The Wraith Of God [FICTOID]
The exorcist made her way up the battlements to where the ghost awaited her.
“They tell me you kidnapped the duke,” she said.
“Aye.”
“Care to tell me why?”
“Nay.”
“May I at least know the category of your reason?” she asked. “Revenge? Justice? Third party curse?”
“’Tis a holy mission,” said the ghost.
The exorcist pursed her mouth, pondering her next move. “Typically when someone is kidnapped, the kidnapper wants something in exchange for the victim. Do you want something in exchange for the duke?”
“Aye.”
Several moments passed, the wind whistling through the semi-translucent apparition hovering before her.

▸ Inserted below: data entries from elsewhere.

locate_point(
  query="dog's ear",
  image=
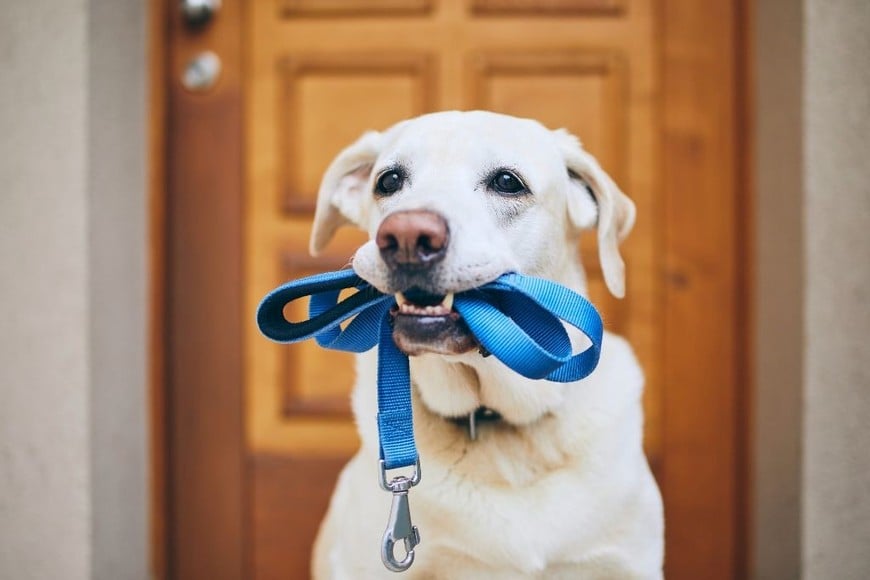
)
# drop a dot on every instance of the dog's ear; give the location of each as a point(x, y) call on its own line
point(595, 199)
point(342, 195)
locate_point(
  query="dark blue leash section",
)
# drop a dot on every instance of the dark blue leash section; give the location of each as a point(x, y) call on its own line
point(516, 318)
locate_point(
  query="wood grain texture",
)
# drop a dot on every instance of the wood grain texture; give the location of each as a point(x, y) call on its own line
point(289, 495)
point(157, 127)
point(675, 96)
point(323, 8)
point(702, 317)
point(204, 323)
point(537, 7)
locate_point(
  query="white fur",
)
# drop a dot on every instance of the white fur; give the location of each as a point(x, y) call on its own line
point(560, 488)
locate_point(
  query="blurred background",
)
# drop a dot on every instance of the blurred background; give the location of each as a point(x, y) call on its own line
point(159, 163)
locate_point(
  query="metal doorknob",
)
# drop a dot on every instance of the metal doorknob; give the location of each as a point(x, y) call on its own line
point(201, 72)
point(199, 12)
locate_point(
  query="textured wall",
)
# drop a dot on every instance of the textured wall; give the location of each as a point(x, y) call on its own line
point(779, 289)
point(836, 465)
point(45, 498)
point(117, 242)
point(73, 481)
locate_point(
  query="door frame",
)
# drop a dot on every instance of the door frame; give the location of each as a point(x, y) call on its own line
point(198, 530)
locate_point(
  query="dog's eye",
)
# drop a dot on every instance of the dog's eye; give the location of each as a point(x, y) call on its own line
point(389, 182)
point(506, 182)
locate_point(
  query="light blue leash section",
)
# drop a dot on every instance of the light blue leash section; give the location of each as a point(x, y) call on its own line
point(517, 318)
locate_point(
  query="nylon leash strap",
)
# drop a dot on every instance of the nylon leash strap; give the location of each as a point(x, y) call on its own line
point(518, 319)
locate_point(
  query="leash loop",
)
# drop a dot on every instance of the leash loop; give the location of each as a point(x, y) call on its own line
point(518, 319)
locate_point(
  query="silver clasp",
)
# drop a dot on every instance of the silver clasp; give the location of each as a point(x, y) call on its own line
point(399, 526)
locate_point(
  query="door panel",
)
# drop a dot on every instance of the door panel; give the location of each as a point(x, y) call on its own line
point(256, 444)
point(317, 83)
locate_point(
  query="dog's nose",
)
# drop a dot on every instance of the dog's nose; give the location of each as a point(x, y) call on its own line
point(414, 238)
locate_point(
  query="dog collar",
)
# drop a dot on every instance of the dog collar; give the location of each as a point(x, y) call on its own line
point(518, 319)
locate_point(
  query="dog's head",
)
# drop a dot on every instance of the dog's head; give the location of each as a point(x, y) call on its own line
point(453, 200)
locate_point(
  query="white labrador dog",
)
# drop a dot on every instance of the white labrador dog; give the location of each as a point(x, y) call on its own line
point(557, 486)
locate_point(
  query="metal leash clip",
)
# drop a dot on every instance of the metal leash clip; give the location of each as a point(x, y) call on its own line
point(399, 526)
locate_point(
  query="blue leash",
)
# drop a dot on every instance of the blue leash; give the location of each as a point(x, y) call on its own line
point(516, 318)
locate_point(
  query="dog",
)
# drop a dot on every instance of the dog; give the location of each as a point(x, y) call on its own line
point(556, 485)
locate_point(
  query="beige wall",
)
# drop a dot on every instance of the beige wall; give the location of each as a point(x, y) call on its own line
point(72, 213)
point(73, 481)
point(836, 458)
point(812, 431)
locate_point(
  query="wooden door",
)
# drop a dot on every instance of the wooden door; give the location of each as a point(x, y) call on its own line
point(258, 432)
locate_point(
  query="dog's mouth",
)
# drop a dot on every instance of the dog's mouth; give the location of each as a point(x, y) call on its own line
point(425, 322)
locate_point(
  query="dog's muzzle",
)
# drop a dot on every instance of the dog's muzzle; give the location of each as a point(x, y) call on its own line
point(413, 244)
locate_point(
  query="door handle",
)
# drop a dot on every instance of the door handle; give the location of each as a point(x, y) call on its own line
point(198, 13)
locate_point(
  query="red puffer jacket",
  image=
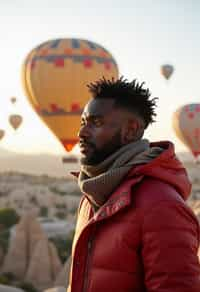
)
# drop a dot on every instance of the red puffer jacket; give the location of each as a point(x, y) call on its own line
point(144, 238)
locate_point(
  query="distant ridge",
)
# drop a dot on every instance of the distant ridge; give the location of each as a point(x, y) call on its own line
point(38, 164)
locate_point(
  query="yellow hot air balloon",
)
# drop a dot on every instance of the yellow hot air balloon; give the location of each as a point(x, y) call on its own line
point(54, 77)
point(186, 124)
point(167, 70)
point(15, 121)
point(2, 133)
point(13, 99)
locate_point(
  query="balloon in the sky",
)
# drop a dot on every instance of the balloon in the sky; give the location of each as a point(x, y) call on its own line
point(186, 123)
point(167, 70)
point(15, 121)
point(13, 99)
point(55, 75)
point(70, 159)
point(2, 133)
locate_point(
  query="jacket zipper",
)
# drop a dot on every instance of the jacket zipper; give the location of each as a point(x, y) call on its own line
point(88, 261)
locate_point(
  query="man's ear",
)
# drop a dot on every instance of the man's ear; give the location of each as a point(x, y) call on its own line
point(129, 131)
point(132, 131)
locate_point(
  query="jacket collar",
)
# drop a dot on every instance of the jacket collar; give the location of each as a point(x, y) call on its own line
point(118, 200)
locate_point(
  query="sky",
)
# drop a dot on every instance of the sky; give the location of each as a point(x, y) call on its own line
point(140, 34)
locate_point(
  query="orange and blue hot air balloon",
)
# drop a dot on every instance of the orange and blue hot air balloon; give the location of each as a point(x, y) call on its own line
point(55, 75)
point(167, 70)
point(186, 124)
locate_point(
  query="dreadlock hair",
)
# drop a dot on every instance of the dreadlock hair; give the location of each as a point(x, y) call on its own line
point(128, 95)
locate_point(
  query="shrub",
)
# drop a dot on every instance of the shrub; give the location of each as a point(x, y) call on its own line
point(64, 246)
point(8, 218)
point(44, 211)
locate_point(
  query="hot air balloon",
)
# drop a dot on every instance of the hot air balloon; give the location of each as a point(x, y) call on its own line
point(2, 133)
point(54, 77)
point(186, 124)
point(13, 99)
point(15, 121)
point(167, 70)
point(70, 159)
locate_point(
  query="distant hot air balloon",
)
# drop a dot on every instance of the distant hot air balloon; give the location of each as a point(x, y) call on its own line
point(55, 75)
point(2, 133)
point(167, 70)
point(13, 99)
point(15, 121)
point(186, 123)
point(70, 159)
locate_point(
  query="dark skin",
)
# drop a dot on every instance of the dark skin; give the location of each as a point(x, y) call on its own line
point(104, 129)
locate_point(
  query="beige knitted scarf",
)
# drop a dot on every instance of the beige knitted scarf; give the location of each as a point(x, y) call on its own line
point(99, 181)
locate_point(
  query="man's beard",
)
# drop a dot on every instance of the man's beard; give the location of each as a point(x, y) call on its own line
point(99, 155)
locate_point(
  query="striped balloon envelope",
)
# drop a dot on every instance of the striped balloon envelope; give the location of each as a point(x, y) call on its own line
point(55, 75)
point(186, 123)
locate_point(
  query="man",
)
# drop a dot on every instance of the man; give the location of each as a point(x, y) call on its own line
point(134, 231)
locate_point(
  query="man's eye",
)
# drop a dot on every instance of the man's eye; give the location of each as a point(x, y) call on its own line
point(97, 123)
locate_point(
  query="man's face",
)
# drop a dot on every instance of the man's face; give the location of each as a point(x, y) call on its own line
point(100, 133)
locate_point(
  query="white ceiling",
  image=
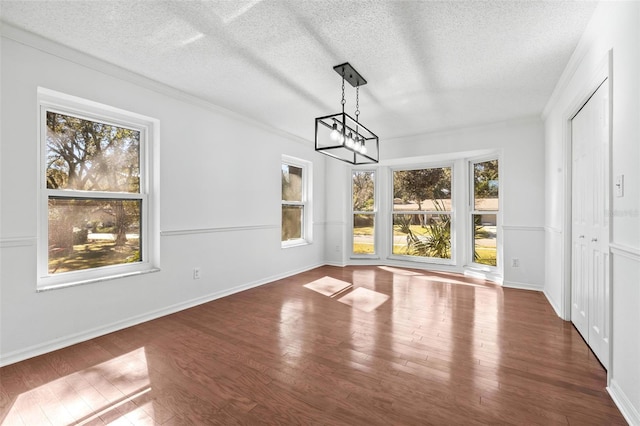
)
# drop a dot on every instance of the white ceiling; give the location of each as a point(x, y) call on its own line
point(430, 65)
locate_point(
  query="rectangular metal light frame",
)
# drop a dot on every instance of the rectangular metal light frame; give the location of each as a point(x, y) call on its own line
point(338, 150)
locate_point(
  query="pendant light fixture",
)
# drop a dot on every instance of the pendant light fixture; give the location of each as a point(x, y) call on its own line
point(342, 137)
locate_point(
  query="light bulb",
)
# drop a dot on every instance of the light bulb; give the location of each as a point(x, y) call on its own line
point(350, 143)
point(335, 135)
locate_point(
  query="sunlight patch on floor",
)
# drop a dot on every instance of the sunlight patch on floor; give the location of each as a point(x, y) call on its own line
point(328, 286)
point(364, 299)
point(84, 396)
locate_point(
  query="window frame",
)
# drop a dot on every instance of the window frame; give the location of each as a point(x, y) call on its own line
point(49, 100)
point(373, 212)
point(472, 212)
point(305, 203)
point(452, 214)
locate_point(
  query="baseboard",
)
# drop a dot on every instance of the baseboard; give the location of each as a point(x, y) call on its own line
point(552, 303)
point(63, 342)
point(521, 286)
point(629, 412)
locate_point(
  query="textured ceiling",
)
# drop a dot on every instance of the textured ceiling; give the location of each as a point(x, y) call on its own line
point(430, 65)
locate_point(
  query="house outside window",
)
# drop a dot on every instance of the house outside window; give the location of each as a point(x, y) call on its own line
point(95, 220)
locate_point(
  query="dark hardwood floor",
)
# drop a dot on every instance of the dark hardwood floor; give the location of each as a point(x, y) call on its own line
point(397, 347)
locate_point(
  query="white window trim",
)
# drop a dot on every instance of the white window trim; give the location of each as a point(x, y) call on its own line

“It would help if you told me so I can see what can be done to get it for you.”
“Kites,” said the ghost.
The exorcist blinked. In all her years in her profession, this was a first.
“Kites?” she said.
“Kites.”
“Not the bird, correct? The toy? Paper stretched on a light wooden frame, a tail of rags, held by a strong? That sort of kite?”
“Aye.”
“Why do you -- no, never mind, I’m sure you have your reasons. Any special kind of kite? Made of silk? Gold leaf lettering? Dipped in sheep’s blood? Anything like that?”
“Nay.”
“Just plain, garden variety kites, the type children buy on market day?”
“Aye.”
The exorcist sighed. She could easily banish he ghost to the realms beyond beyond, but she needed to recover the duke first. “You say kites plural. How many?”
“Four and twenty...”
“Two dozen?”
“Nay. Four and twenty…thousand.”
“Are you procreating kidding me?” the exorcist asked. “You want twenty-four thousand kites?”
“Aye.”
“I presume the whole thing, correct? Not just the kite itself but the tail, the string, right?”
“Aye.”
The exorcist sighed, mentally calculating how big a pile twenty-four thousand kites would make. “It will take some time,” she said. “I doubt if more than a hundred kites are sold even on a major festival day, and the merchants who sell them usually start making them weeks before the festival itself.”
“Not my problem.”
“I beg to differ! This is very much your problem! You are the one who kidnapped the duke, you are the one demanding a ridiculous ransom. If you really wanted twenty-four thousand kites you should have anticipated this and planned for it.”
“No kites, no duke.”
The exorcist frowned. “It will take time to assemble that many kites. We need to know the duke is safe.”
“The duke is safe.”
“Where is he?”
“Someplace between this world and the next.”
“Has he food? Water?”
The exorcist sensed the ghost’s hesitancy. “If he dies, you get no kites,” she said. “I need to verify he’s still alive before telling the duchess to order twenty-four thousand kites.”
Another long pause then the ghost said, “I’ll see what I can do.”
The ghost vanished from view. The exorcist rolled her eyes, not knowing how long it would take for the spirit to return.
. . .
The answer was three hours, forty-five minutes, and seventeen seconds. The ghost reappeared before her, an ectoplasm drenched figure hovering beside it.
“Here,” the ghost said. “Talk to him. Feed him, give him drink. Then I will take him back while you assemble he four and -- “
That’s as far as the ghost got before the exorcist made a mystical gesture and shouted the mystical command: “Am-scray ost-ghay!”
She thought she heard the ghost start to scream in spectral agony but then it swirled up like water running down a drain and disappeared.
The ectoplasm drenched figure fell to the rough stone battlement, shivering uncontrollably as the supernatural goo evaporated off him.
The exorcist knelt to help him up. “My lord, you have been gone many days without food and water,” said the exorcist. “Do you need drink or sustenance?”
“I need to go to the bathroom,” the duke said.